In parole povere: l’esperienza soggettiva non è un mio modo di vedere il mondo in termini riflessivi, bensì pre-riflessivi, immediati, centrati perciò sull’esperienza che è primariamente corporea e poi, magari, mentale, consapevole. E’ facile ritrovare qui, storicamente parlando, William James, il quale arrivando a conclusioni ben diverse, fu noto per aver riconosciuto un  ruolo centrale della visceralità corporea nell’esperienza emotiva (si veda inoltre da un punto di vista psicologico/psicoterapeutico ciò che viene riportato da Arciero, 2012; Arciero, Bondolfi, 2013; in psicopatologia da Fuchs e Schlimme, 2009; in psichiatria da Kendler e Parnas, 2015; e in filosofia dalle riflessioni di Merleau-Ponty e Heidegger).
L’alessitimico non è più, qui, colui che non è in grado di emozionarsi, ma colui che non riconosce più qualcosa che, tuttavia, esiste in quella pre-riflessività, la quale resta senza parole, incapace di esprimersi.
D’altro canto non è il linguaggio un insieme di segni e simboli per veicolare qualcosa che, altrimenti, rimarrebbe occultato?
Interessanti a riguardo sono le ricerche neuro scientifiche (Arciero; Bertolino, 2005) che mettono in evidenza come a differenti modalità di esperienza corporea (denominati come inward, se più centrati sulla visceralità, o outward, se più focalizzati sul contesto e meno sul corpo) corrispondano differenti attivazioni neurofisiologiche. I soggetti dello studio (preselezionati tra inward e outward), posti di fronte a sequenze di 3 volti che esprimevano paura, veniva chiesto loro di riconoscere tra i tre quelli identici. A livello di fMRI i risultati mostravano, coerentemente con le premesse, attivazioni preponderanti dell’amigdala, area cerebrale coinvolta nella percezione immediata, viscerale, di stimoli allarmanti; diversamente, per il gruppo outward, si è notata una maggior attivazione delle aree deputate al riconoscimento dei tratti fisiognomici e delle caratteristiche più propriamente “fredde” del volto (corteccia del giro fusiforme, corteccia occipitale associativa, corteccia prefrontale dorso laterale).

Vorrei concludere dicendo che, come spero sia chiaro in ogni articolo che scrivo, non vogliono essere esplicate delle verità ultime.
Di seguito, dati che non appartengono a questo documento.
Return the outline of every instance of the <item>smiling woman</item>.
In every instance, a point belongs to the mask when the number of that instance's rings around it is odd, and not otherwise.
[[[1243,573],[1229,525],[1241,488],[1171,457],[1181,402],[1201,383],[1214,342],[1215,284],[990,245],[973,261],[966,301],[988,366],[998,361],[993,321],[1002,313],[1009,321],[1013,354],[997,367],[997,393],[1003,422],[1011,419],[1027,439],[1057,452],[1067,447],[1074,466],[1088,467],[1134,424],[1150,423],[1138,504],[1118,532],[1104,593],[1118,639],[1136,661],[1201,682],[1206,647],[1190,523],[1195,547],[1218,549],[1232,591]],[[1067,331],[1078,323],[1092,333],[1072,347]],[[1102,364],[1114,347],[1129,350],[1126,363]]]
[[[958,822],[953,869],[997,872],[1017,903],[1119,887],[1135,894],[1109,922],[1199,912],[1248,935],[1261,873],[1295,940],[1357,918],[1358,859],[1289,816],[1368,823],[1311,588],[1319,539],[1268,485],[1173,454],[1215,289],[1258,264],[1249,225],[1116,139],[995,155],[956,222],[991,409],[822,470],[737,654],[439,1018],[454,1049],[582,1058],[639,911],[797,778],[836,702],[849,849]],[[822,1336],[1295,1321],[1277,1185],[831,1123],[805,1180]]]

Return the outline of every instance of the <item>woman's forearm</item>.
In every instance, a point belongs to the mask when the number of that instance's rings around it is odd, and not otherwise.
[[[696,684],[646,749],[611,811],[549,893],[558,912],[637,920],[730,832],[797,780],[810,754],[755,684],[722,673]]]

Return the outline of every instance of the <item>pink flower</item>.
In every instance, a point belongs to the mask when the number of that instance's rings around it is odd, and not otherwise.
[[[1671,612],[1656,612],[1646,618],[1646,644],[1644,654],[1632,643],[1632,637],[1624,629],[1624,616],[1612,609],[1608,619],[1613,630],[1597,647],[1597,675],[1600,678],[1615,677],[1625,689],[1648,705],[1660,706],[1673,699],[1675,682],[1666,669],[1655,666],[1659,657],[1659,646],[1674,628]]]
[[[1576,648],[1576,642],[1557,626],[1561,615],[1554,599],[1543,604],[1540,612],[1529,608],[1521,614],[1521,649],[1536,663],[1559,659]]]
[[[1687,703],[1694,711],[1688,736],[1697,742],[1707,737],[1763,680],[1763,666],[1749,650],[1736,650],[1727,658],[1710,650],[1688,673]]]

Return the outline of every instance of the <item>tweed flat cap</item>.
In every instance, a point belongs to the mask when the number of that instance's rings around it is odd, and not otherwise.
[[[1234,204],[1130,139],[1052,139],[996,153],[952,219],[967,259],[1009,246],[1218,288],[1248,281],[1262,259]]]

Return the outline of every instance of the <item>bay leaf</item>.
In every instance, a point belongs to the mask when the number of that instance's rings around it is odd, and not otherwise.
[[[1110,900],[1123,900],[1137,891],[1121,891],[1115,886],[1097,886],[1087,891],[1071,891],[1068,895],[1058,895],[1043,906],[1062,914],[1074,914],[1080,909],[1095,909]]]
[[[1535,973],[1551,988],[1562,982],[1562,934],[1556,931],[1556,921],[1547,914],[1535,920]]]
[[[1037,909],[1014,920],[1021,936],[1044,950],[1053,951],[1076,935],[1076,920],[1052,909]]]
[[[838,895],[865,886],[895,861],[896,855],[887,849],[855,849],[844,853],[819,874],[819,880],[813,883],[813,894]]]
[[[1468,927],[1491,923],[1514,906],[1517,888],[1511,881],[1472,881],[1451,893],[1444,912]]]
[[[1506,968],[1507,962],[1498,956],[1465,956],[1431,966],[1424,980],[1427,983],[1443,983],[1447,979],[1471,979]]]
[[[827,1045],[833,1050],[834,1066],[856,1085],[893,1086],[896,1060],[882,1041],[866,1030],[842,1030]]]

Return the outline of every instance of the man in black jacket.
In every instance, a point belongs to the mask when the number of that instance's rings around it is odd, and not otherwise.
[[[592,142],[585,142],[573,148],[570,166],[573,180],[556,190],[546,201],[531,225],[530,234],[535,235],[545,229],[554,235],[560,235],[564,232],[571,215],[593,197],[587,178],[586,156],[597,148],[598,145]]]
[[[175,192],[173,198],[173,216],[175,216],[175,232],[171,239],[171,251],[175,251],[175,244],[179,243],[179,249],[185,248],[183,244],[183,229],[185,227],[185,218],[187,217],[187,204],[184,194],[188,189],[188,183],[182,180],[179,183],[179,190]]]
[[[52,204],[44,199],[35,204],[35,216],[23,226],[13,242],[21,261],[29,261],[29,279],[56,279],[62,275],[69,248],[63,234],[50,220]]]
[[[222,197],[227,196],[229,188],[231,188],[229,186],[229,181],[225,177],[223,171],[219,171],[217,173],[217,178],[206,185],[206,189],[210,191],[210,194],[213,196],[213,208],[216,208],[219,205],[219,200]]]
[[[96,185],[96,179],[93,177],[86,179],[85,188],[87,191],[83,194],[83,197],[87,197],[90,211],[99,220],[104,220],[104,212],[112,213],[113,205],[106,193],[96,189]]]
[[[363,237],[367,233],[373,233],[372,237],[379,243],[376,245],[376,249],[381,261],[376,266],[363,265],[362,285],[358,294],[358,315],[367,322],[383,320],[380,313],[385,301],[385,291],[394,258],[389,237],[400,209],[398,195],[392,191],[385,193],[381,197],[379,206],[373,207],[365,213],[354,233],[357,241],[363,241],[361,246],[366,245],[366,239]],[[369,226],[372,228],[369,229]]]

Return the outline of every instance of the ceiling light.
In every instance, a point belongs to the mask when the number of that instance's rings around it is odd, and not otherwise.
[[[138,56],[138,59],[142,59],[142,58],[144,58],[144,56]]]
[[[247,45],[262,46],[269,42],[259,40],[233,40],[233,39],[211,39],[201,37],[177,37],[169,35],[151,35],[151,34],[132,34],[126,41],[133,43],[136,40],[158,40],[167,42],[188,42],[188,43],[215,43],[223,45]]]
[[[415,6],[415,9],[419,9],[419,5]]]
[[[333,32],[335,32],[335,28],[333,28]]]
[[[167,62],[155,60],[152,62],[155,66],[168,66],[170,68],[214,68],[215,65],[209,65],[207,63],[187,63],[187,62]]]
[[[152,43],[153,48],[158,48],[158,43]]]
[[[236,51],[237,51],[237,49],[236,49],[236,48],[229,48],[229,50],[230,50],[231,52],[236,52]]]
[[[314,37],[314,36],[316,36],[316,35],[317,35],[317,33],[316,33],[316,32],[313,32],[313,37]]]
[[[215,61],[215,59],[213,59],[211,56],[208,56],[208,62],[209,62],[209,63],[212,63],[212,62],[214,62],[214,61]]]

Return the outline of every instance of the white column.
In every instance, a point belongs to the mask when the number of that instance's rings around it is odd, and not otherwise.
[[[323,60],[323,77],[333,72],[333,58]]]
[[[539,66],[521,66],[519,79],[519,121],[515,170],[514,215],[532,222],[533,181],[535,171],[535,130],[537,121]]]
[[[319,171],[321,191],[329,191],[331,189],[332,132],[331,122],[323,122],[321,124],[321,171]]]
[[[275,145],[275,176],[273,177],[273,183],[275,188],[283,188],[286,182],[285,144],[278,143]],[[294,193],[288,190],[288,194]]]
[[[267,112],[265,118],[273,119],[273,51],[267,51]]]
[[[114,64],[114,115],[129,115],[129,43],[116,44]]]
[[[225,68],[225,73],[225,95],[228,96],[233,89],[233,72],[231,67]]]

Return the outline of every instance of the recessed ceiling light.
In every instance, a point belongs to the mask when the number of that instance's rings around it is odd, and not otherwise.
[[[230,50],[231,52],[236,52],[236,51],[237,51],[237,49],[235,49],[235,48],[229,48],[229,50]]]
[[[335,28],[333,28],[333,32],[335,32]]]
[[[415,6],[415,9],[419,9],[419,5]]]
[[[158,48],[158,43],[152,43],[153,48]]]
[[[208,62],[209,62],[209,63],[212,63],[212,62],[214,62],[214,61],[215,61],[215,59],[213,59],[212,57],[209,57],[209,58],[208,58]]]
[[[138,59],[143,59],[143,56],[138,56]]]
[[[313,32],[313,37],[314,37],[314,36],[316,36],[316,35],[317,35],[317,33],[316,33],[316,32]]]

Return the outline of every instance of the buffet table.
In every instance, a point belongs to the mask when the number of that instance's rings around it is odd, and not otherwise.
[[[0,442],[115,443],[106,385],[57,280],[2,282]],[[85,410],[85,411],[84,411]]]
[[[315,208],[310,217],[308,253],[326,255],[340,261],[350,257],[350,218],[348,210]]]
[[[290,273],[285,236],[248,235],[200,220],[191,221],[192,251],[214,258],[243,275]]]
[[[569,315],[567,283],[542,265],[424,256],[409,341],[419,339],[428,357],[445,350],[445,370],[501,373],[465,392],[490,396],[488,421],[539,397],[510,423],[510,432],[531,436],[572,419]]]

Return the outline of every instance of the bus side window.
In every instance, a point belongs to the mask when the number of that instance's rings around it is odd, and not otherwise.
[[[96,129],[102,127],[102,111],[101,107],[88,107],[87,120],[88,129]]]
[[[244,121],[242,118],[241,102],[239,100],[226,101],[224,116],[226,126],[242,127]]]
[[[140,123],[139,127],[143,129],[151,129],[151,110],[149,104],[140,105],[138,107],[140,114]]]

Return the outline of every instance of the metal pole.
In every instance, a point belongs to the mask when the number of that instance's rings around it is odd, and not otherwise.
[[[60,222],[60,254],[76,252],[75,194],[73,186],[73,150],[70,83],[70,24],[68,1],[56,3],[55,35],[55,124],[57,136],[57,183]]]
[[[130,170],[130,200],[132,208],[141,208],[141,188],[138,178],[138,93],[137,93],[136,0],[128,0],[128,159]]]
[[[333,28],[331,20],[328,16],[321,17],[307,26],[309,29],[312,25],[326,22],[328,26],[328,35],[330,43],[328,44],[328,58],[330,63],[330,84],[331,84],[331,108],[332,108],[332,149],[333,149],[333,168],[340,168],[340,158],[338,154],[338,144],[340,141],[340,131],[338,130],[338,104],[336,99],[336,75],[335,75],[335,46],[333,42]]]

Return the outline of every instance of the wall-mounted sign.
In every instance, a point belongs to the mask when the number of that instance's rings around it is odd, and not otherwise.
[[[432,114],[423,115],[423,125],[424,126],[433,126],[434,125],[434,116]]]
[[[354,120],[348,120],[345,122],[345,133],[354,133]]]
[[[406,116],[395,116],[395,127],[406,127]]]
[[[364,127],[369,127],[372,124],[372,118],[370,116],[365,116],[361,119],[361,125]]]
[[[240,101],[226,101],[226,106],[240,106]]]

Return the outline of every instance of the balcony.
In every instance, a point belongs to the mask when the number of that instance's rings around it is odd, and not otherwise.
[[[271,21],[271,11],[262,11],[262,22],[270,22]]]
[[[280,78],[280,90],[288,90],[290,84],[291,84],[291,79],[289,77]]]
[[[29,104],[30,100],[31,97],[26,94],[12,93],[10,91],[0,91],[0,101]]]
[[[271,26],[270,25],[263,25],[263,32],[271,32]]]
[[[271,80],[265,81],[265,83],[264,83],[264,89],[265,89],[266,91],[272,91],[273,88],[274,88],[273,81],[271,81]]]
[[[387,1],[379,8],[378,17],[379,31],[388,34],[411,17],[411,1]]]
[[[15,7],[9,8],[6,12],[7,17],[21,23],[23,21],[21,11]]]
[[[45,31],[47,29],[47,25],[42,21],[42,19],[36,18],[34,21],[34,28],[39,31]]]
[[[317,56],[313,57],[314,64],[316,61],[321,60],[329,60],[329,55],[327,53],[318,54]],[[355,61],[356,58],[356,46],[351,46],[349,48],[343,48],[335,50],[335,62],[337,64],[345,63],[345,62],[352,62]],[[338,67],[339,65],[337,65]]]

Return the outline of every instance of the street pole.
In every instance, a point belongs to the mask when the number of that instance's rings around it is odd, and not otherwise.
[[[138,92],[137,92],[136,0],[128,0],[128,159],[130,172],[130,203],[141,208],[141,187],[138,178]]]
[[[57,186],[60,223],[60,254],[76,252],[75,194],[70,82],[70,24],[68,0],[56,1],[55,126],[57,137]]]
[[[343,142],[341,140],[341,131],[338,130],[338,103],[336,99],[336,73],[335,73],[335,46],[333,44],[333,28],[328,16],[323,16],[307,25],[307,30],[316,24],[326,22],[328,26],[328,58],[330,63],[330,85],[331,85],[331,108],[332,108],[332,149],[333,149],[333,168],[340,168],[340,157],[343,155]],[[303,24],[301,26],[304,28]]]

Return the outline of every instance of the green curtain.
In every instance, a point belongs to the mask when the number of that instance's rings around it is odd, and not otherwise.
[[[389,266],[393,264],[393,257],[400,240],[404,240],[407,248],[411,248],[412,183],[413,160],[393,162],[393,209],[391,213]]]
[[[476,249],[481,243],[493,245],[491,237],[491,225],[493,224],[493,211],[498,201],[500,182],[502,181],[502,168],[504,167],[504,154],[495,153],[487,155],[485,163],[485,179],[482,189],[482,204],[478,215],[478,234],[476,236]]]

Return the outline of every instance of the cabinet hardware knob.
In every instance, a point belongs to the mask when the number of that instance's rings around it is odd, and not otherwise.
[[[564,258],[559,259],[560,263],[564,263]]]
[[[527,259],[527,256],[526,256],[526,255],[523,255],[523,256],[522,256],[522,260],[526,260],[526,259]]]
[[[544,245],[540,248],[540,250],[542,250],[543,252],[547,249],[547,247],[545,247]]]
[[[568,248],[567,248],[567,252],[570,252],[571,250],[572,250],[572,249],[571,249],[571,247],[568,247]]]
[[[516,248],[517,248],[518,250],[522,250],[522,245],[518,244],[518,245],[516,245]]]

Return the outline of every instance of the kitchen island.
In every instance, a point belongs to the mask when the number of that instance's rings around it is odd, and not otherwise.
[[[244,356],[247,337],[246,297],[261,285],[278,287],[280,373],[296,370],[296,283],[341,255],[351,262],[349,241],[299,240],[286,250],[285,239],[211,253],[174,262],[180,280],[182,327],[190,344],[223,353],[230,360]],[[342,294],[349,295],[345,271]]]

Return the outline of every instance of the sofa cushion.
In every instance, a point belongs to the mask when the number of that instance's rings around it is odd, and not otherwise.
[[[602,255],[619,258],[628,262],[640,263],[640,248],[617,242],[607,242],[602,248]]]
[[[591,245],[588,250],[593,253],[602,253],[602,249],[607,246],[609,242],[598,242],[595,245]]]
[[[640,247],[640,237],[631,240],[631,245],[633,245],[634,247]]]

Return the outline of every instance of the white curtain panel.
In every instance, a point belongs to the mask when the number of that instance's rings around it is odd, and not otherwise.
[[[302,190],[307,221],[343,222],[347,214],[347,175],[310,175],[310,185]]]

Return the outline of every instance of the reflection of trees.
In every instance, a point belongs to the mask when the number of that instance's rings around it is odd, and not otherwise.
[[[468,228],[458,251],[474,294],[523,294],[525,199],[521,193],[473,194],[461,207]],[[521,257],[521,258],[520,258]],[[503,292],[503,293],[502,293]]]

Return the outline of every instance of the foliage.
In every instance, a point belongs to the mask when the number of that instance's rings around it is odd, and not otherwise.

La psicologia è una disciplina complessa che richiede sempre nuovi cominciamenti, per dirla con Husserl. L’argomento in questione è molto variegato e io stesso mi trovo a interrogarmi di fronte ad esso da relativamente poco tempo. D’altro canto, spero che tutto ciò possa servire da incipit per avvicinarsi al tema.


RIFERIMENTI BIBLIOGRAFICI

- Arciero, G.; Bondolfi, G. – Sé, Identità e Stili di Personalità. Bollati Boringhieri, 2013
- Bertolino A., Arciero G., Rubino V., Latorre V., De Candia M., Mazzola V., Blasi G., Caforio G., Hariri A., Kolanchana B., Nardini M, Weinberger D.R., Scarabino T., Variation of human amygdala response during threatening stimuli as a function of 5’HTTLPR genotipe and personalità style, Biol. Psychiat., vol. 57, 1517-25; 2005.